Эта комната движется. Эта комната движется. Она уже двигалась. Она достигла мертвой точки. Засады нет. Врага нет. Паутины нет. Все чисто и открыто, нет ничего закрытого, ничего закрывающегося, ничего сдвинутого, ничего двигающегося, все без обманов, без хитростей, без уловок. Там, где есть сады, время всегда темное. Вот мои запасы. Это мое имущество. Может быть, настанет утро. Если утро настанет, оно не разрушит ни мое имущество, ни эту роскошь. Вот тропинки, прочерченные по моим стенам, все они ведут в никуда. Место встречи для всех и каждого, для всех, кто в облачении или доспехах. Если ночью темно или светло, ничто не отвергается, ничто не навязывается. У меня есть своя ячейка. У меня есть собственный кокон. Все в порядке, все на своих местах, ни единой ошибки не было сделано. Меня заклинило. Никто здесь не прячется. Сейчас ни ночь, ни утро. Засады нет, есть только это положение между двумя незнакомцами, здесь мое имущество, здесь место моего расположения, когда я дома, когда я один, не нужно ничего приводить в порядок, у меня есть союзники, у меня есть вещи, у меня есть кот, у меня есть ковер, у меня есть страна, это королевство, здесь нет предательства, здесь нет доверия, здесь нет пути, никто не нанесет мне смертельную рану.

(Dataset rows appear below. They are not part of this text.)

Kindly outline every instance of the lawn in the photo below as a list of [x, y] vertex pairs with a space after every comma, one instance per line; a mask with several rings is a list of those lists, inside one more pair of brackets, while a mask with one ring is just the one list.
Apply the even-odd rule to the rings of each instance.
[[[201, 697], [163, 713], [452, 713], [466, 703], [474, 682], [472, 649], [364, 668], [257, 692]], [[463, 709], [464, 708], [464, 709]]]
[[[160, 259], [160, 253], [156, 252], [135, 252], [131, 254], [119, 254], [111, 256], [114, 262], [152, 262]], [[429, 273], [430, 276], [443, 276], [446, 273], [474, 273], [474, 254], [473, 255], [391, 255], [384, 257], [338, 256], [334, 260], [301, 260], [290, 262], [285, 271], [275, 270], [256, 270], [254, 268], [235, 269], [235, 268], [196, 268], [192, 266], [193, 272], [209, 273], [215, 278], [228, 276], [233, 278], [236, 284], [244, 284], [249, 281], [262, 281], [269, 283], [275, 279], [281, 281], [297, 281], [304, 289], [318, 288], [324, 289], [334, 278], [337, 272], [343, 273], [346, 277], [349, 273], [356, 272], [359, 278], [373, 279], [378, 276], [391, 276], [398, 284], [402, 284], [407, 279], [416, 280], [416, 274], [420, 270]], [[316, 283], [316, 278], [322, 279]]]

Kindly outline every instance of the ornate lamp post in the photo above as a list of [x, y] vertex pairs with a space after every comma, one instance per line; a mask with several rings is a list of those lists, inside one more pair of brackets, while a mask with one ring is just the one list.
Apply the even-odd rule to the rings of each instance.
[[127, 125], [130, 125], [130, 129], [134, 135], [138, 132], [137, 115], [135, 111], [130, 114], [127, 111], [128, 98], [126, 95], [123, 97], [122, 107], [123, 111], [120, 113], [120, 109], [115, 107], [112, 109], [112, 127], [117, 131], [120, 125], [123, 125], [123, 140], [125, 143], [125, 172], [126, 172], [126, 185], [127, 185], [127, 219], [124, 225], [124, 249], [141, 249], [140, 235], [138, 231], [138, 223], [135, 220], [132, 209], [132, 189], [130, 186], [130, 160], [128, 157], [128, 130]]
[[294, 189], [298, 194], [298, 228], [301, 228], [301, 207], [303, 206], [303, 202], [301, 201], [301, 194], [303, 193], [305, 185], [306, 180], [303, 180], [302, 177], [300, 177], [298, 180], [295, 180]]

Они наносят мне смертельную рану.
Звонок расколол комнату. Лен встал. Он сдвинул в сторону лежавшие на столе книги, приподнял скатерть, отпихнул кота и постоял неподвижно. Затем он покопался в недрах кресла, приподнял подушки, постучал пальцами по подоконнику, сдвинул портьеры и снова замер. Звонок все звонил. Он внимательно осмотрел камин и даже опустился на колени и проверил, не забилась ли труба, потом прополз под стол и обнаружил, что пол не покрыт ковром. Он встал и замер. Звонок все звонил. Он подошел к буфету и высыпал из большой вазы целую груду писем, поднял чашку с блюдца и, вздрагивая, посмотрел себе под ноги. Его взгляд поймал луч отраженного света, его подбородок словно пригвоздил этот свет к месту. В верхнем кармане куртки лежали его очки. Он надел их, поднялся по лестнице к входной двери и открыл.
– Что ты там делал? – спросил Марк. – Ритуальный танец исполнял? Я видел, как твоя тень металась, то приседая, то поднимаясь.

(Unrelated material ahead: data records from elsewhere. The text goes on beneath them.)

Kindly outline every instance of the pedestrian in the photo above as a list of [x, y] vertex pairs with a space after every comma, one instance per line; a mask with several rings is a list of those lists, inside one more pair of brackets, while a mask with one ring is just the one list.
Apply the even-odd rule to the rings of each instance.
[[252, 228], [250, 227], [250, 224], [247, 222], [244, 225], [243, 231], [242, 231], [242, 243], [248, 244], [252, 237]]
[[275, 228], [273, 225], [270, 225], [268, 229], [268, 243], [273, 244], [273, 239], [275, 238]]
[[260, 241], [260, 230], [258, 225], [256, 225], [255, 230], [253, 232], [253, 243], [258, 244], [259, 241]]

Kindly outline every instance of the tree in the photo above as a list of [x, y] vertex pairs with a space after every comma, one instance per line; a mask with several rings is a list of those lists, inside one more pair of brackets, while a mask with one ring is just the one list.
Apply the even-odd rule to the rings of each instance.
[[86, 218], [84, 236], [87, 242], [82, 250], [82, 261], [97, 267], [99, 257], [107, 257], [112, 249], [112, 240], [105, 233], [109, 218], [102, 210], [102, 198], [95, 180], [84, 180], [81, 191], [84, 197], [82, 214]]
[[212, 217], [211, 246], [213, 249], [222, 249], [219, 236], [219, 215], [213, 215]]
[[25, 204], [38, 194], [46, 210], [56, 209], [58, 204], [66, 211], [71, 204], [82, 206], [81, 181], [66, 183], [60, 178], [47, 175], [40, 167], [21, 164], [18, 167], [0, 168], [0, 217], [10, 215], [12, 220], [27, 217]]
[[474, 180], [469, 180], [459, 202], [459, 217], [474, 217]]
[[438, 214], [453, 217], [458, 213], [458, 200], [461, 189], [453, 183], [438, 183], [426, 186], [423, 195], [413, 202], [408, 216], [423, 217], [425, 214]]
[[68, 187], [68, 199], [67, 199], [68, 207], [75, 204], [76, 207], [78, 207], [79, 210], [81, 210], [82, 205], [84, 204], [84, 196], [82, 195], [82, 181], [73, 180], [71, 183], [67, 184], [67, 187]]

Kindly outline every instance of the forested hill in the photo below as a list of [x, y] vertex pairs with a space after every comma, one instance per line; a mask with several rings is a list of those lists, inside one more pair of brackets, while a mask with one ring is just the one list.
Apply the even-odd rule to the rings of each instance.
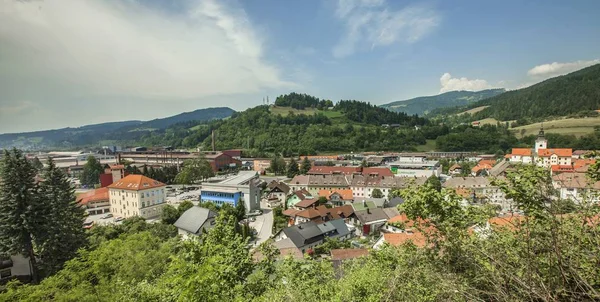
[[474, 119], [538, 120], [600, 109], [600, 64], [508, 91], [470, 107], [488, 105], [490, 107], [475, 114]]
[[423, 96], [410, 100], [396, 101], [389, 104], [380, 105], [379, 107], [395, 112], [424, 115], [439, 108], [467, 106], [504, 92], [505, 90], [503, 88], [481, 91], [450, 91], [439, 95]]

– Как ты мог видеть мою тень?
– Через щель в почтовом ящике.
На улице дождь скользил сквозь темноту.
– Во сколько, говоришь, это было? – спросил Лен.
– Ну, – сказал Марк, – время было самое подходящее.
– Ладно, заходи уж.
В комнате Марк снял плащ и тяжело опустился в кресло, предварительно поправив подушки.
– Это еще что, костюм? А где гвоздичка в петлице?
– Что скажешь насчет этого? – спросил Марк. Лен ощупал лацканы, распахнул пиджак и осмотрел подкладку.
– Таки ничего, хар-рошая тр-рапочка, – сказал он.
– Тут на брюках молния.
– Молния? Это еще зачем?
– Вместо пуговиц и пряжки. Так аккуратнее.
– Аккуратнее? Да, я бы сказал, аккуратнее.
– Манжеты без отворотов.
– Я вижу. А почему ты не сделал отворотов?
– Сейчас все носят без отворотов.
– Да, конечно, сейчас все носят без отворотов.
– Я и пиджак двубортный не хотел.
– Двубортный? Конечно, тебе и не годился двубортный.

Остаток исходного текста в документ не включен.